Cabrini-Green Youth Grow at Chicago Lights Urban Farm
On the stretch of Chicago Avenue that borders what remains of the Cabrini-Green housing project, something is growing. It started 10 years ago, when a community garden sprang forth in the vacant lot between Hudson and Cleveland Streets. But the story of Chicago Lights Urban Farm goes back even further than that, and maybe it’s better to start with a different beginning: once, there was a basketball court.
On that court stood a 14-year-old boy. The year was 1985, and the boy was William Gates. The young costar of Hoop Dreams would spend a lot of time dunking and pump-faking over the next four years, trailed by a documentary crew as he followed his dream of playing in the NBA. Gates never quite made it to the pros, and his struggles underscore what was once a fact of life in Cabrini-Green. With so few options available to them, too many of the area’s young residents were left with big dreams and little to fall back on.
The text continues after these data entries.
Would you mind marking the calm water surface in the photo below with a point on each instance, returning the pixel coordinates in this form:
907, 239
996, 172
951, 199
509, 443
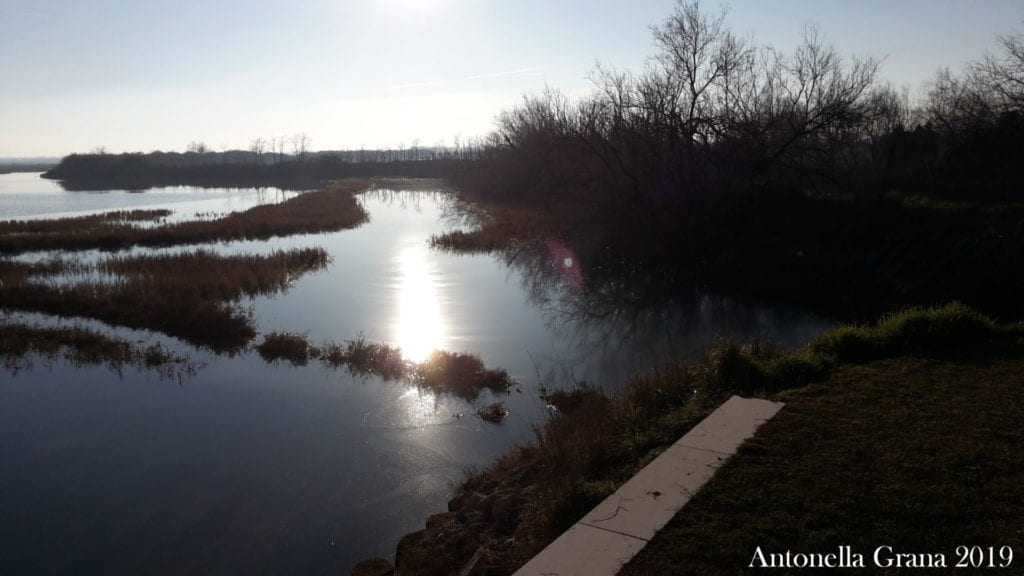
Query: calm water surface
255, 467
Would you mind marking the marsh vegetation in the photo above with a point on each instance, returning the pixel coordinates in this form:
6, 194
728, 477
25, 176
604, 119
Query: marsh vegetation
463, 375
190, 295
23, 343
329, 209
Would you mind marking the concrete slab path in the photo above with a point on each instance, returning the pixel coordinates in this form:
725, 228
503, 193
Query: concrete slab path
614, 531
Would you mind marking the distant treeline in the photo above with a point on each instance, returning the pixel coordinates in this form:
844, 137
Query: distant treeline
243, 168
26, 167
731, 167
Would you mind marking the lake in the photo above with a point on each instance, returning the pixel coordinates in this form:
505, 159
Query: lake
253, 467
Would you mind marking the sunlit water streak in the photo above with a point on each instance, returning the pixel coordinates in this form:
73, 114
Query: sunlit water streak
419, 328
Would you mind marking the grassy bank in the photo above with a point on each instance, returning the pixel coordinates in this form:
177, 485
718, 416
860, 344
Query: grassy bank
919, 454
192, 295
595, 443
330, 209
20, 343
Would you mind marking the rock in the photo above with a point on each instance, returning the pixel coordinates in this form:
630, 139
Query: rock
465, 500
505, 511
441, 522
444, 543
374, 567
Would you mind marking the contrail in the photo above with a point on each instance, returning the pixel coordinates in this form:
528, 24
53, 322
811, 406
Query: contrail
522, 71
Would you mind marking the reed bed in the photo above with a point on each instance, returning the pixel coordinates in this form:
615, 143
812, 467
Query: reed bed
79, 224
327, 210
18, 342
500, 228
463, 375
193, 295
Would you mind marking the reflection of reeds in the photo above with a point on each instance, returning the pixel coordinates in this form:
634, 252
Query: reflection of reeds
365, 358
494, 413
285, 345
463, 375
500, 229
80, 224
192, 295
80, 346
330, 209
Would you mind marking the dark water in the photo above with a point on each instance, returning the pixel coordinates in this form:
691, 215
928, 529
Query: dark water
250, 467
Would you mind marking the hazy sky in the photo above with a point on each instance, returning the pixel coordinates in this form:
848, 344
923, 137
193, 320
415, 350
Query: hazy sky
141, 75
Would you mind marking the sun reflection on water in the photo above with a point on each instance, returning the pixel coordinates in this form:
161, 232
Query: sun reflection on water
420, 326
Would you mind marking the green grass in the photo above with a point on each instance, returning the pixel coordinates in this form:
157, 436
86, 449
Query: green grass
932, 361
920, 454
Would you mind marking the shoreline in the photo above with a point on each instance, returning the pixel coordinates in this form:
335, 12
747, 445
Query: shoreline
504, 516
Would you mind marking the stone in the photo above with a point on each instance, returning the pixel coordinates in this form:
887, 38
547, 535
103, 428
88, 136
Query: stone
374, 567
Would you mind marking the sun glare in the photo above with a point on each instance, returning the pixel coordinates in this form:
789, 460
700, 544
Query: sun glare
420, 326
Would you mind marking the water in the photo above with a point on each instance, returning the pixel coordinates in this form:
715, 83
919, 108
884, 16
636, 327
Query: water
250, 467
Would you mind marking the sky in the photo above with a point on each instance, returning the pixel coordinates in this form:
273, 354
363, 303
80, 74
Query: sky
143, 75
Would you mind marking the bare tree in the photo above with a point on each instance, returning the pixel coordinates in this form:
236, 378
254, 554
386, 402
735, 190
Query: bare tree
1003, 73
300, 145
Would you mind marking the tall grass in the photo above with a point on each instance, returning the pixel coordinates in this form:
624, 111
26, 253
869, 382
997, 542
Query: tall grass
594, 442
463, 375
193, 295
326, 210
18, 342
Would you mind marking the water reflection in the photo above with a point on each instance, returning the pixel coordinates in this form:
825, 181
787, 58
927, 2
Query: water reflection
419, 328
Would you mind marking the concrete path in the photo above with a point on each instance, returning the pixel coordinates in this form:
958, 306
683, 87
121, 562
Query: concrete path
613, 532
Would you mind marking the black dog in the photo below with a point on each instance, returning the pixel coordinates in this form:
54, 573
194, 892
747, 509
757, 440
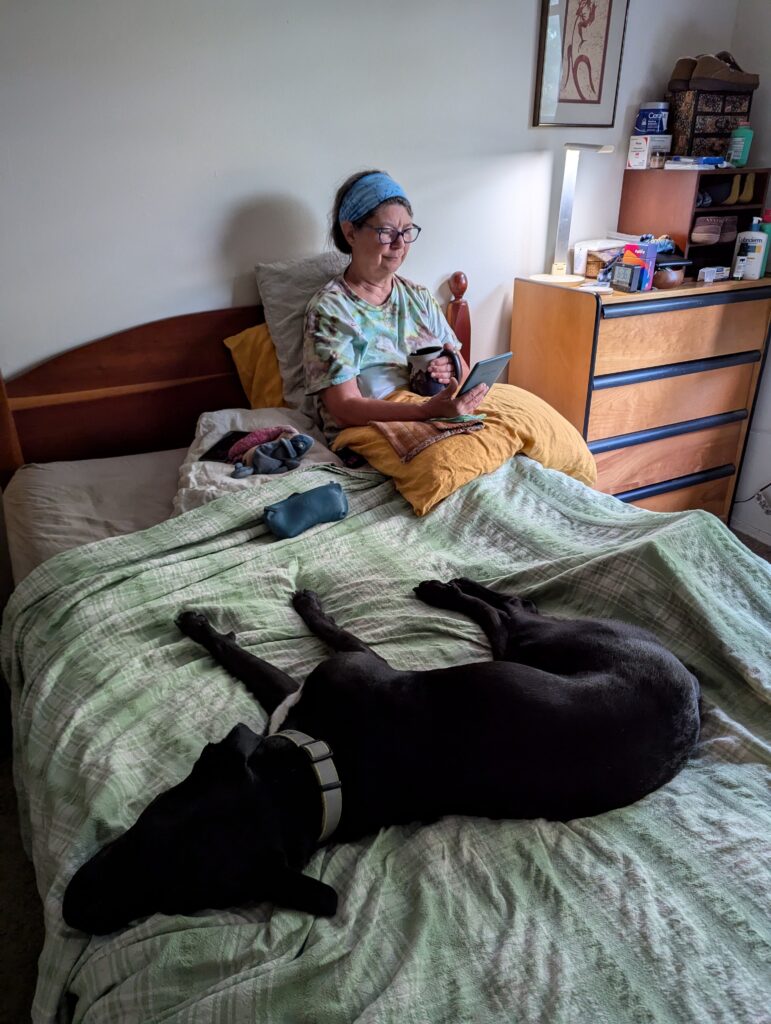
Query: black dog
572, 718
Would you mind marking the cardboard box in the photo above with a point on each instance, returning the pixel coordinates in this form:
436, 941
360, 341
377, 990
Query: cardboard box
643, 147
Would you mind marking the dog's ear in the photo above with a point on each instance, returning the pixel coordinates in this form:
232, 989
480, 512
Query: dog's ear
299, 892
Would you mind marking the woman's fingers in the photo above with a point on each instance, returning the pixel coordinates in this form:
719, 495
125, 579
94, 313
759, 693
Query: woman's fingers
440, 369
469, 401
Planting the Seeds for Change
But life for the kids at the Frances Cabrini Homes is starting to change, thanks in part to the ongoing efforts of Chicago Lights. The outreach organization has served the Cabrini-Green community for nearly half a century, beginning with a one-on-one tutoring program established in 1964. But Chicago Lights’ newest program is one of its most promising yet. Where the Hoop Dreams court once stood, there’s now a lush urban farm that gives kids a lot more than a game of five-on-five. It gives them a safe sanctuary where they can grow organic produce and develop the skills necessary for a career in urban agriculture.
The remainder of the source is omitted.